Federal government databases are the gift that keeps on giving. Because they are generally the result of regulatory/compliance activity by the government, they are quite complete, and the data quite trustworthy. Moreover, the great shift online has made it easier for government agencies to require more frequent data updates. And with more data coming to these agencies electronically, the notoriously bad government data entry of years past has largely disappeared. Best of all, you can obtain these databases at little or no charge to use as you please.
However, this new push for open formats and is a two-edged sword. Many of the great data companies that have been built in whole or in part on government data got significant advantage from the complexity and obscurity of that data. Indeed, government data has been open for decades now – you just needed to know it existed, what it was called and who to talk to in order to get your hands on it. This was actually a meaningful barrier to entry for many years.
While it won’t happen overnight, increased data transparency and availability is likely to create a new wave of industry disruption. These government datasets are catnip to Silicon Valley start-ups because these companies develop software and don’t have the skills or interest to compile data. “Plug and play” data will assuredly attract these new players, and they will cause havoc with many established data providers.

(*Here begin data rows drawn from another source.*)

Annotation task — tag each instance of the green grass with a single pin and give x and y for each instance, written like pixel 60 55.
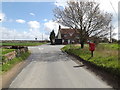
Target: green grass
pixel 11 63
pixel 5 51
pixel 22 43
pixel 105 56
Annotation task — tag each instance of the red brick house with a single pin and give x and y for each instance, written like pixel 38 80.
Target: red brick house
pixel 67 36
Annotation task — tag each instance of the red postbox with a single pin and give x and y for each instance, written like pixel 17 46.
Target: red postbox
pixel 91 47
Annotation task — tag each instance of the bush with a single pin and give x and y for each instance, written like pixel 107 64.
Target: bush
pixel 105 56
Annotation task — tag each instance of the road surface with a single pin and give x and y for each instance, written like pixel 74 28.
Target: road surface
pixel 50 68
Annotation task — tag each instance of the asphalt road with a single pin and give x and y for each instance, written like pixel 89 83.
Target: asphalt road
pixel 50 68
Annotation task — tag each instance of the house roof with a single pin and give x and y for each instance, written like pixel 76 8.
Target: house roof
pixel 68 31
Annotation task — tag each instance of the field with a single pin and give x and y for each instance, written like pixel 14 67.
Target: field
pixel 22 43
pixel 105 56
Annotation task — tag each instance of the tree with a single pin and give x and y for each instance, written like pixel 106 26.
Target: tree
pixel 85 17
pixel 52 37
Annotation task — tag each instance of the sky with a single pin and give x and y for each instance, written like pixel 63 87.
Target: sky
pixel 27 20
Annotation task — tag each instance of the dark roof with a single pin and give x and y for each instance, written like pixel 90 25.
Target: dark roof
pixel 71 33
pixel 68 31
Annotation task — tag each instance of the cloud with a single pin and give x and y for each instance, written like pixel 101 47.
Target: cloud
pixel 51 25
pixel 45 20
pixel 2 17
pixel 9 34
pixel 59 3
pixel 32 14
pixel 34 24
pixel 20 21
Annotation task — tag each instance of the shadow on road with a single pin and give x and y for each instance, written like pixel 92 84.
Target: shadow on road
pixel 78 66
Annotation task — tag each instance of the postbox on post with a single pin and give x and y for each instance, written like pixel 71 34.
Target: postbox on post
pixel 91 48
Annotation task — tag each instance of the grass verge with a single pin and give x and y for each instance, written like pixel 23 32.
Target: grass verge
pixel 11 63
pixel 22 43
pixel 105 56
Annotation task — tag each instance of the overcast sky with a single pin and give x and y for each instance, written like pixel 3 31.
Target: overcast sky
pixel 33 19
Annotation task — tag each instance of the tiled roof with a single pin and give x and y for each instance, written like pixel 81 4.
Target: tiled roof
pixel 68 31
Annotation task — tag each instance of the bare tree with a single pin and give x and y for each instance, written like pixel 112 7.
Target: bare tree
pixel 86 17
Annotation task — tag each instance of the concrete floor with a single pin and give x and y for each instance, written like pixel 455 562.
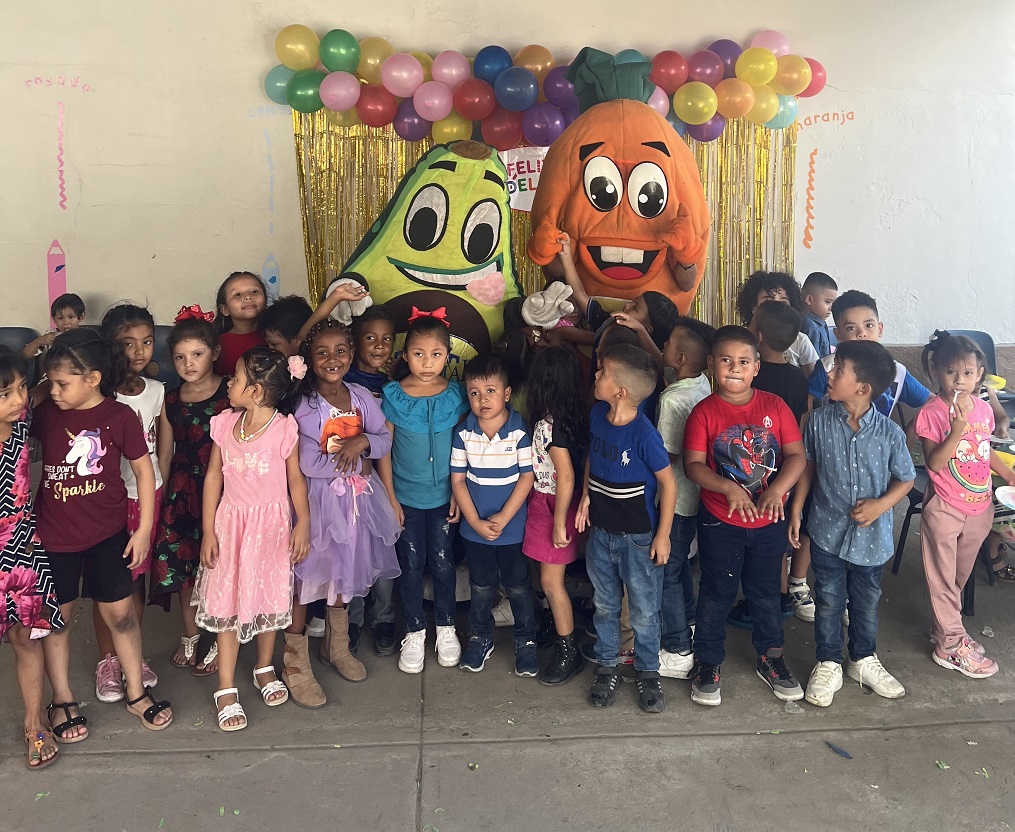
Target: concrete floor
pixel 449 751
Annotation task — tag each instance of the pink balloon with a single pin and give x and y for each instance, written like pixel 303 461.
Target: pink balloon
pixel 451 68
pixel 401 74
pixel 340 90
pixel 432 100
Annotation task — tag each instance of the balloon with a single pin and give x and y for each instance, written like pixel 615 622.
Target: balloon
pixel 340 51
pixel 432 100
pixel 401 74
pixel 793 75
pixel 452 129
pixel 340 90
pixel 707 132
pixel 765 105
pixel 373 53
pixel 474 99
pixel 818 79
pixel 275 81
pixel 297 47
pixel 489 63
pixel 774 42
pixel 303 90
pixel 377 107
pixel 502 129
pixel 517 89
pixel 695 102
pixel 704 66
pixel 728 52
pixel 542 123
pixel 756 66
pixel 787 114
pixel 452 68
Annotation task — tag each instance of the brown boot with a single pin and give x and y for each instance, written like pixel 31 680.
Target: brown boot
pixel 298 675
pixel 335 645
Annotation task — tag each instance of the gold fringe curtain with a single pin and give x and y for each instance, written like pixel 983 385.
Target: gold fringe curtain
pixel 348 174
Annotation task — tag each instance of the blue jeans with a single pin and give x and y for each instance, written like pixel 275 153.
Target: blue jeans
pixel 732 556
pixel 678 587
pixel 835 582
pixel 491 566
pixel 425 543
pixel 613 561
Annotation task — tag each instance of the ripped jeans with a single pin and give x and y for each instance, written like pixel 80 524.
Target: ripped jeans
pixel 424 543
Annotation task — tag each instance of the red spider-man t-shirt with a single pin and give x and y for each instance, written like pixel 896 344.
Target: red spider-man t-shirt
pixel 743 443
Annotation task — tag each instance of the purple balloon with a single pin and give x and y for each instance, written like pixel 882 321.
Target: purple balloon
pixel 557 89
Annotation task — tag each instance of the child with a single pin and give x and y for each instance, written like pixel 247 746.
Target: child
pixel 187 418
pixel 686 354
pixel 819 292
pixel 352 527
pixel 133 329
pixel 244 591
pixel 490 477
pixel 559 426
pixel 421 412
pixel 241 302
pixel 743 448
pixel 955 427
pixel 858 469
pixel 30 610
pixel 82 512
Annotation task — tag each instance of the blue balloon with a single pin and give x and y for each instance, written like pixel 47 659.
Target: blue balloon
pixel 490 62
pixel 517 89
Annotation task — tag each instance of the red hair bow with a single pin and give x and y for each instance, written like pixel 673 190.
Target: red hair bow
pixel 193 313
pixel 441 314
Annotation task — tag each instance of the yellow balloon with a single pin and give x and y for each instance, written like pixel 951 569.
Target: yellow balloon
pixel 756 66
pixel 297 47
pixel 793 75
pixel 765 106
pixel 695 102
pixel 373 53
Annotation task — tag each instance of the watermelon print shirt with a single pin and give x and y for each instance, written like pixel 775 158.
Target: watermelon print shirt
pixel 965 482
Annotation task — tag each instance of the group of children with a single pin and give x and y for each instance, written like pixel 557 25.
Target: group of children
pixel 297 467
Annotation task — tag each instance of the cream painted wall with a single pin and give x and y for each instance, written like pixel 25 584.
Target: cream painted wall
pixel 179 170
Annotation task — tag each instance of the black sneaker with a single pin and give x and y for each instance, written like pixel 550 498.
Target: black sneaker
pixel 704 684
pixel 604 688
pixel 775 675
pixel 650 692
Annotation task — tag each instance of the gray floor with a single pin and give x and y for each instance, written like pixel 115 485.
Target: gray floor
pixel 449 751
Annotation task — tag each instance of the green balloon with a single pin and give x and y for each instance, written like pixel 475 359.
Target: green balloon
pixel 303 90
pixel 340 51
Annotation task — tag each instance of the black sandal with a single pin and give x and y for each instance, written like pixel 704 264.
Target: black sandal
pixel 71 721
pixel 148 717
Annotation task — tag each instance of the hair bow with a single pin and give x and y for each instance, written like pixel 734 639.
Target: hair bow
pixel 193 313
pixel 441 314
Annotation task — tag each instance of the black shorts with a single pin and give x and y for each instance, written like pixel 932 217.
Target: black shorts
pixel 103 567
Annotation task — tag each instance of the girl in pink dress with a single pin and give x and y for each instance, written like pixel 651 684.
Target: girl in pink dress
pixel 244 591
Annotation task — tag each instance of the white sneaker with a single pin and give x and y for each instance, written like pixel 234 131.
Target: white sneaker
pixel 675 665
pixel 413 651
pixel 448 646
pixel 826 678
pixel 871 672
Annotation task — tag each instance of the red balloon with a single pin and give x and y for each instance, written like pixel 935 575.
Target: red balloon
pixel 502 129
pixel 669 70
pixel 377 107
pixel 474 99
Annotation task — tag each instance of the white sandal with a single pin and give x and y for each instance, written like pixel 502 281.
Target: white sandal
pixel 273 687
pixel 229 711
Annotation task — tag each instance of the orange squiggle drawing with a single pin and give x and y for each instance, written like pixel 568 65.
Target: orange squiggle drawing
pixel 809 204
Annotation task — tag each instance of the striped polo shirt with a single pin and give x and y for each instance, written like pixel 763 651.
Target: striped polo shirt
pixel 491 467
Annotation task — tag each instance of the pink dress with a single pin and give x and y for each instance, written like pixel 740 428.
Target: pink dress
pixel 250 591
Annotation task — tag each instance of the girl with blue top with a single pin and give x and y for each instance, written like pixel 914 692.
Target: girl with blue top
pixel 421 412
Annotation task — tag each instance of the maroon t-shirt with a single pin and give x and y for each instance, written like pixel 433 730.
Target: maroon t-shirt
pixel 82 499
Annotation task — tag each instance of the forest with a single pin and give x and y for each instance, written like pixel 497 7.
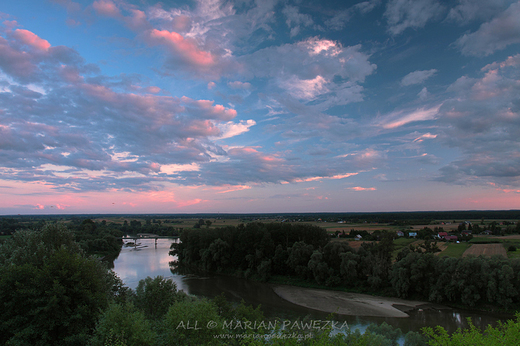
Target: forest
pixel 304 253
pixel 56 290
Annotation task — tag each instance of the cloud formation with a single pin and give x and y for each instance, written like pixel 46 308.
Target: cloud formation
pixel 497 34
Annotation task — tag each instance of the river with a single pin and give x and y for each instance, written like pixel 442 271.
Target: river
pixel 136 263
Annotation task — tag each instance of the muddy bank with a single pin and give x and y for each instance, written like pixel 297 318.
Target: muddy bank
pixel 353 304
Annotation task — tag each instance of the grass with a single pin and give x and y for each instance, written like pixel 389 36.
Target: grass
pixel 455 250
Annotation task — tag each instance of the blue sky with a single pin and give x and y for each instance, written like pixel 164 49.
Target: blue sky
pixel 259 106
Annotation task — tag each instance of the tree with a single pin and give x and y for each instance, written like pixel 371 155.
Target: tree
pixel 155 296
pixel 52 293
pixel 123 324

How do you fight back against this coming onslaught? The key is to understand the Achilles heel of these companies. Not only don’t these companies tend to understand data, most of them actively dislike it. That means that you can find competitive advantage by augmenting your data with proprietary data elements or even other public data that might need to be cleaned and normalized. Think about emphasizing historical data, which is often harder for new entrants to obtain. These disruptive players will win every time if the battlefield is around the user interface or fancy reports. Change the battlefield to the data itself, and the advantage shifts back to you.